Fasting glucose and insulin levels were similar at 30, 60, 90 and 120 minutes after glucose load after both GH treatment and placebo. Fasting glucose and insulin levels were higher after GH treatment vs. placebo, but both remained in the normal range in both phases (glucose, 4.7 mmol/L vs. 4.5 mmol/L; P = .012; insulin, 65.8 pmol/L vs. 47.4 pmol/L, P = .037). BP and lipid profiles were not significantly different after GH vs. placebo, according to researchers.

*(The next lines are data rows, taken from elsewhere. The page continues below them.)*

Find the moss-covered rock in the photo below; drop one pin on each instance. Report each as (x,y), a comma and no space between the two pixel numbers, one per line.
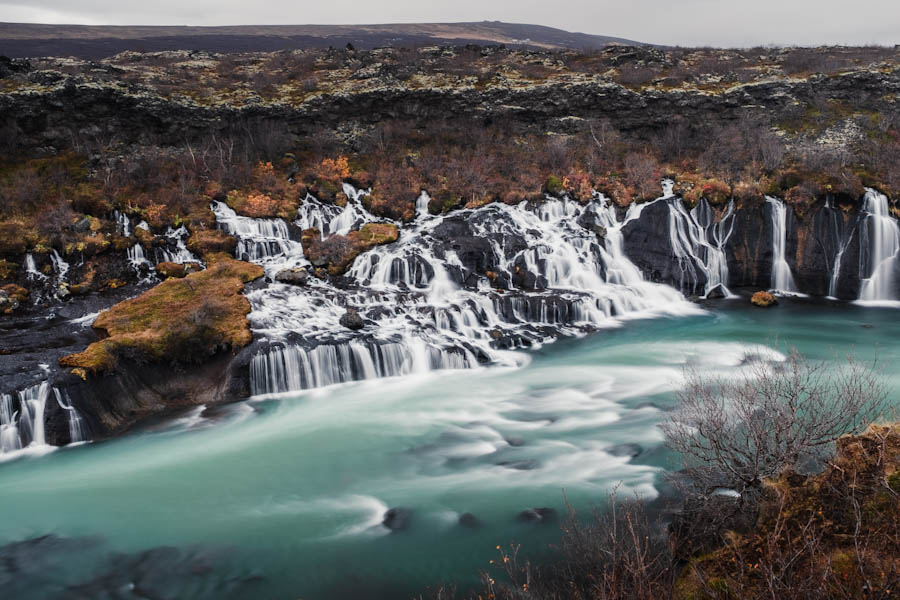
(211,241)
(170,270)
(179,320)
(337,252)
(763,299)
(8,269)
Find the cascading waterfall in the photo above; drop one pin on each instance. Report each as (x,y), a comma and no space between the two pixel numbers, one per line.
(77,427)
(31,268)
(840,243)
(123,224)
(60,267)
(698,240)
(180,254)
(263,241)
(22,418)
(782,278)
(23,427)
(880,247)
(426,310)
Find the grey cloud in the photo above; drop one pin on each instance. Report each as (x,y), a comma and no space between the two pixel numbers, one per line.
(684,22)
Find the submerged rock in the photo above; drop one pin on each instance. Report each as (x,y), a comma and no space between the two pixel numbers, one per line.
(469,521)
(763,299)
(352,320)
(295,276)
(629,450)
(537,515)
(717,293)
(397,519)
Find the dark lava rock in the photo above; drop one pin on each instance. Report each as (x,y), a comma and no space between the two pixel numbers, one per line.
(716,293)
(397,519)
(630,450)
(469,521)
(296,276)
(352,320)
(537,515)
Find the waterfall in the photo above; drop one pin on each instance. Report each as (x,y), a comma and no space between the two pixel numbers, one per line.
(698,242)
(295,368)
(782,278)
(22,418)
(123,224)
(31,268)
(427,307)
(137,258)
(23,427)
(840,243)
(263,241)
(422,205)
(880,246)
(77,427)
(60,267)
(180,254)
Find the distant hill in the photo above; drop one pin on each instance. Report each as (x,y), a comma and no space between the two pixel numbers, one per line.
(21,40)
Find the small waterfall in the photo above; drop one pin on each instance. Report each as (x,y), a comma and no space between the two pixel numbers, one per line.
(294,368)
(422,205)
(263,241)
(31,268)
(23,427)
(427,306)
(77,427)
(60,267)
(123,224)
(698,241)
(22,418)
(838,241)
(137,258)
(313,214)
(782,278)
(880,246)
(180,254)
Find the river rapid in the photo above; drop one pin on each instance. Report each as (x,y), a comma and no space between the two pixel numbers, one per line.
(283,496)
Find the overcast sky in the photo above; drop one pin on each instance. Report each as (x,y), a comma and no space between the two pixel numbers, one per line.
(683,22)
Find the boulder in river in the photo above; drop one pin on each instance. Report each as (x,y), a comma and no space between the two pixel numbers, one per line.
(352,320)
(295,276)
(397,519)
(537,515)
(469,521)
(717,293)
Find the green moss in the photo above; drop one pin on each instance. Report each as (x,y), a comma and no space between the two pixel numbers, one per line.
(211,241)
(8,269)
(553,185)
(179,320)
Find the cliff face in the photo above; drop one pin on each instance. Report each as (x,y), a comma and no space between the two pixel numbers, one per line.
(50,114)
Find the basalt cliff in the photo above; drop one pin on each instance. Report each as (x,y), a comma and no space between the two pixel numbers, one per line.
(187,228)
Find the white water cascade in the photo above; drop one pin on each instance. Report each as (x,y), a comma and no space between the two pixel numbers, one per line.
(60,266)
(879,249)
(23,427)
(840,242)
(180,254)
(782,278)
(425,302)
(698,240)
(77,427)
(22,419)
(266,242)
(31,268)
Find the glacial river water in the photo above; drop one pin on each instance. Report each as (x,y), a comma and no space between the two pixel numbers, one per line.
(283,497)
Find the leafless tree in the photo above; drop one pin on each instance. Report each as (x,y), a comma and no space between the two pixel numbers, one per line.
(733,432)
(642,170)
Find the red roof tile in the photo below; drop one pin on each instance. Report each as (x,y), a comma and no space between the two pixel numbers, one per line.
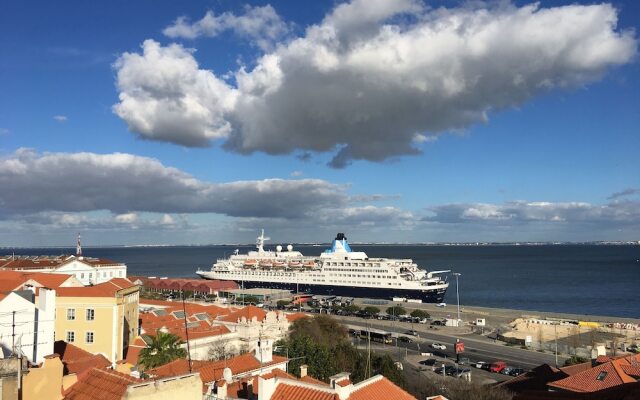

“Our 2-year, randomized, double blind, placebo-controlled crossover study shows that GH treatment has no adverse effects on glucose homeostasis, with similar glucose-stimulated glucose and insulin levels during the OGTT, [area under the curve] of glucose and insulin, and insulin/glucose ratios during GH and placebo treatments,” Kuppens told Endocrine Today. “Fasting glucose and insulin levels remained within the normal ranges and were only slightly higher during GH treatment vs. placebo. BP and lipid profile remained similar in both phases. None of the patients developed metabolic syndrome during GH treatment, while one developed metabolic syndrome during placebo. Thus, GH-treated young adults with Prader-Willi syndrome who have attained [adult height] benefit from continuation of GH treatment without safety concerns regarding their metabolic health profile.”
Kuppens said although the findings are reassuring, additional studies are needed to confirm longer-term results, as patients are still young and received only 1 year of GH treatment. – by Regina Schaffer
Disclosure: One of the researchers reports receiving an independent research grant from Pfizer. Pfizer provided Genotropin.